La prima della nuova stagione si è inaugurata riproponendo "Questa terra diventerà bellissima" di Felice Cavallaro.
Una
prima è sempre una prima, anche se è una replica. Perciò il Teatro Verga, che
apriva la stagione dello Stabile (ri)proponendo “Questa terra diventerà
bellissima” di Felice Cavallaro, era tutto in ghingheri: amministratori trend,
intellettuali doc, non senza parecchio trash. Con il Pippo d’Italia,
ossequioso, a fare gli onori di casa, il sindaco Scapagnini assiso alla sua
sinistra (a destra c’era il corridoio), un po’ di Università spalmata qua e
là, artisti a macchia di leopardo - Franco Battiato e Manlio Sgalambro - Entità
politiche ed istituzionali - da Fabio Granata a Enzo Bianco - il vippume
catanese leopardianamente a mirare e ad essere mirato.

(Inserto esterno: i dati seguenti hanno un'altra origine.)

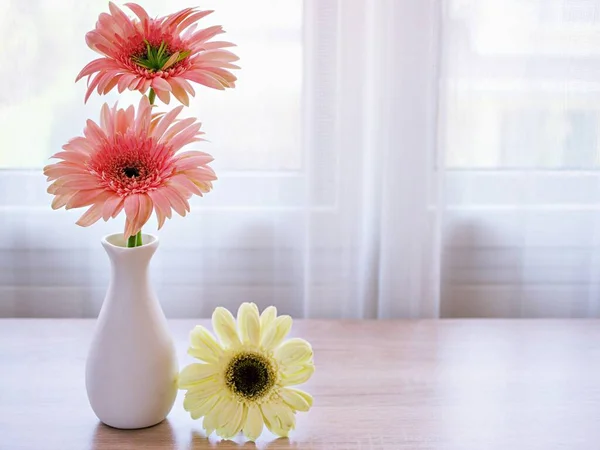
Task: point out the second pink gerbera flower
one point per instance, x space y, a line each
162 54
131 162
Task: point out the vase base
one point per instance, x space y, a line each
116 426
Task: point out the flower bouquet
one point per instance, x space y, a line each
132 161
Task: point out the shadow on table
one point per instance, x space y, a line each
159 436
200 441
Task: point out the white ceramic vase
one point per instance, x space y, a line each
131 371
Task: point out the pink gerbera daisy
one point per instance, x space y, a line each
162 54
131 162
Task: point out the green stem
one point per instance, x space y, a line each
135 240
152 96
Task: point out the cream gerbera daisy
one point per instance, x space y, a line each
245 380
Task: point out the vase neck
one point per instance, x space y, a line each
130 265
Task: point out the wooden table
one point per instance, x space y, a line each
460 384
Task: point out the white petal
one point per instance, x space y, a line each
254 423
279 418
210 420
195 374
276 332
296 399
249 323
204 346
295 351
224 325
298 377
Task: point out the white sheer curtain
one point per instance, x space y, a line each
521 129
379 159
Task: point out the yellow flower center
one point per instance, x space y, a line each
250 375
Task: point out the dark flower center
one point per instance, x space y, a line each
131 172
249 375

Ciò nonostante nell’attaccamento “religioso” a ciò che deve
essere ricordato “Questa terra diventerà bellissima” sebbene eviti di
trasformare i morti ammazzati in martiri luminosi - di fare insomma l’apoteosi
dell’Antimafia (Sciascia ci aveva avvisati in tempo) – e non sfuggendo
comunque ad una certa verbosità, alle tentazioni manieristiche che affiorano
nella prima parte, è certo indubbiamente autentica: ogni tentativo di svilirne
la forza di civile impegno non farebbe che fraintenderla e minimizzarla,
ascrivendola alla categoria reazionaria del “tanto tutto è inutile”. La
concitata staticità (da tragedia greca) della intelligente rilettura registica
di Giovanni Anfuso dona ai due atti, rispetto alla precedente rappresentazione,
tempi più raggrumati e sveltiti, accompagnati dalle contaminazioni audio-visive
e dalle musiche avvolgenti di Nello Toscano.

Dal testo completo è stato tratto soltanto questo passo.